Woodlands by Oliver Rackham

Woodlands by Oliver Rackham

Author:Oliver Rackham [Oliver Rackham]
Language: eng
Format: epub
ISBN: 9780007405640
Publisher: HarperCollins Publishers


CHAPTER 13

Wild and Planted Trees

Tree planting is not a gift to nature…[it is] like trying to teach kids about dairy farming by letting them play with milk bottles.

P. Evans, Tree News (1993)

Planting distorts the ecological ‘story’ the [Australian] bushland holds and considerably reduces the value of bushland for ecological research and education on the operation and resources of existing natural systems and their response to disturbance.

L. McLoughlin, 20011

PEOPLE HAVE planted trees in orchards and gardens probably since Neolithic times, and since Roman times have imported fruit trees from Europe. Planting areas of trees for timber or underwood was very rare before the seventeenth century. In the twentieth century, tree-planting took off on a far larger scale (Chapter 18). The Forestry Commission established, or encouraged others to establish, timber plantations, first on heath, moorland and poor agricultural land, and then in the third quarter of the century on the sites of existing woods. Then from 1973 (‘Plant a Tree in ’73’) the conservation movement took up tree-planting on an increasing scale, mainly in non-woodland situations. Between them these people have probably planted more trees in Britain, outside gardens and orchards, than in the whole of history before 1900. Most of the Commission’s trees were exotics such as Sitka spruce and Corsican pine. Most of the conservationists’ were thought to be native.

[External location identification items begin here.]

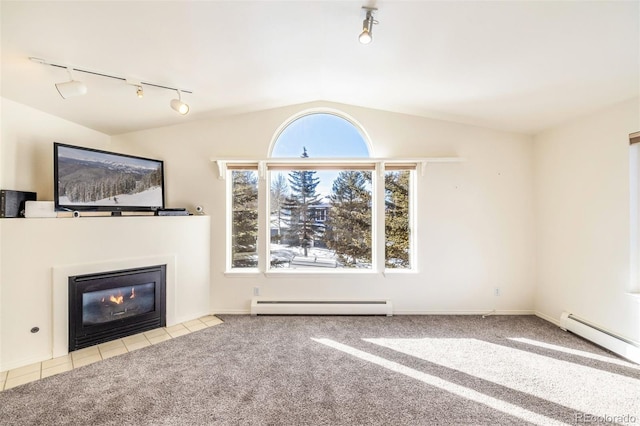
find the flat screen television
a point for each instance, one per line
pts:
(93, 180)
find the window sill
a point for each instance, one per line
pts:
(296, 273)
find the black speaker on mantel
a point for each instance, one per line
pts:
(12, 202)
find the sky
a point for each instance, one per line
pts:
(324, 136)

Motives for planting have been varied and sometimes incompatible. Common to many of the motives are the assumptions (usually unspoken and untested) that existing or past trees were themselves planted, that planting is needed to replace them, and that the trees now being planted will reproduce the properties for which their predecessors were valued. Is this so?

The fashion for transplanting trees from somewhere else (rather than sowing seeds on the site) leads to damaged or altered trees. Digging up a tree leaves much of the roots and mycorrhiza behind; growing a tree in a container constricts the roots. (Does it ever recover a normal root system?) Trees moved to another climate or a new soil may lack the proper mycorrhizal fungi and may be exposed to a world of new and hostile micro-organisms. Transplanted trees often die, and if they survive may suffer more than wild trees from drought or windblow. More surprisingly, some exotic trees, such as sycamore in Britain or Monterey pine (Pinus radiata) in Cornwall or Tasmania, fare better in new environments to which they are not adapted than in their home environments to which they should be adapted.